Luxembourg, 10/05/2005 (Agence Europe) - La France, l'Espagne, le Portugal, la Grèce, l'Irlande, le Danemark (et dans une moindre mesure la Finlande) seraient les perdants d'un éventuel cofinancement, par les Etats membres, des dépenses agricoles de marchés durant la période 2007-2013, selon un tableau des services de la Commission européenne divulgué à la presse en marge de la réunion informelle, mardi à Luxembourg, des ministres de l'Agriculture des Etats membres de l'UE. A l'opposé, l'Allemagne, l'Italie et les pays du Benelux sortiraient les grands gagnants d'une telle mesure suggérée par Reimer Böge (CDU), le rapporteur pour le Parlement européen sur le dossier du prochain cadre financier.
Le tableau de la Commission figure en annexe d'une lettre de Mariann Fischer Boel, la Commissaire à l'Agriculture et au développement rural, envoyée début mars à M. Böge sur les conséquences d'un éventuel cofinancement des dépenses agricoles de marché. Le projet de rapport de M. Böge devait être adopté mardi soir à Strasbourg par les membres de la commission temporaire du PE sur les défis politiques et les moyens budgétaires pour l'UE élargie, avant l'examen du dossier par le PE lors de la session plénière de juin.
Dans sa lettre, la Commission confirme sa ferme opposition à tout cofinancement des dépenses agricoles, lequel reviendrait globalement à « renationaliser» la PAC, avec un coup important pour ses principaux bénéficiaires (France et Espagne) et remettrait en cause la réforme difficilement adoptée en 2003. De son côté, M. Böge a rédigé un amendement de compromis (qui devait être soumis au vote mardi soir de la commission temporaire compétente) prévoyant la possibilité d'un cofinancement obligatoire au cas où les besoins dépasseraient les prévisions. Selon le rapporteur, une telle solution permettrait de lever les doutes sur le financement des aides agricoles à la Bulgarie et la Roumanie après leur adhésion attendue début 2007.

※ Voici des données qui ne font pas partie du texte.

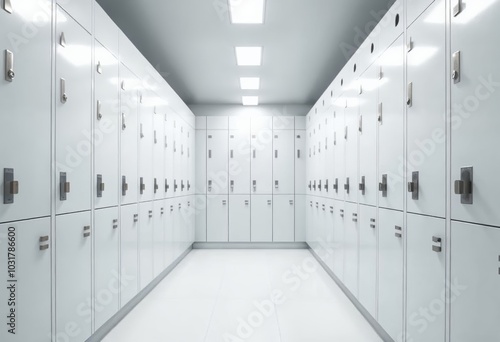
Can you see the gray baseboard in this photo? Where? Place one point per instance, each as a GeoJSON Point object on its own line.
{"type": "Point", "coordinates": [250, 245]}
{"type": "Point", "coordinates": [376, 326]}
{"type": "Point", "coordinates": [113, 321]}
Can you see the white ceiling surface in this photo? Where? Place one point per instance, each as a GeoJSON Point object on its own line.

Un cofinancement de 10% des aides agricoles directes coûterait sur la période 2007-2013 environ 1,4 milliard d'euros à la France, équivalant en moyenne à environ 200 millions d'euros par an (soit une perte annuelle de 0,011% du revenu national brut de la France), selon les calculs de la Commission. L'Espagne devrait débourser 1,3 milliard supplémentaires (soit une réduction annuelle de 0,020% du RNB espagnol). Certains Etats membres accuseraient une perte relative beaucoup plus importante, en particulier la Grèce (1,12 milliard d'euros, soit -0,080% du RNB du pays) et l'Irlande (530 millions, soit -0,054%). Les trois autres perdants seraient le Portugal (perte de 88 millions, soit -0,008%), le Danemark (-173 millions, soit - 0,011% du RNB du pays) et la Finlande (- 4 millions d'euros toujours de 2007 à 2013).
Les grands gagnants d'un cofinancement des dépenses agricoles seraient l'Allemagne (+1,3 milliard d'euros en valeur absolue sur l'ensemble de la période mais seulement +0,007% du RNB du pays), l'Italie (+ 551 millions) et les trois pays du Benelux, qui bénéficieraient d'un coup de pouce de l'ordre de 0,013% de leur revenu national brut, selon la Commission.
Dans sa lettre, Mme Fischer Boel estime notamment que le cofinancement obligatoire, comme suggéré par M. Böge, aurait pour effet de compromettre la fonction de « solidarité » de la PAC. Et elle souligne qu'un éventuel cofinancement ne devrait en aucun cas concerner les nouveaux Etats membres (qui bénéficient d'un régime progressif d'introduction des aides directes).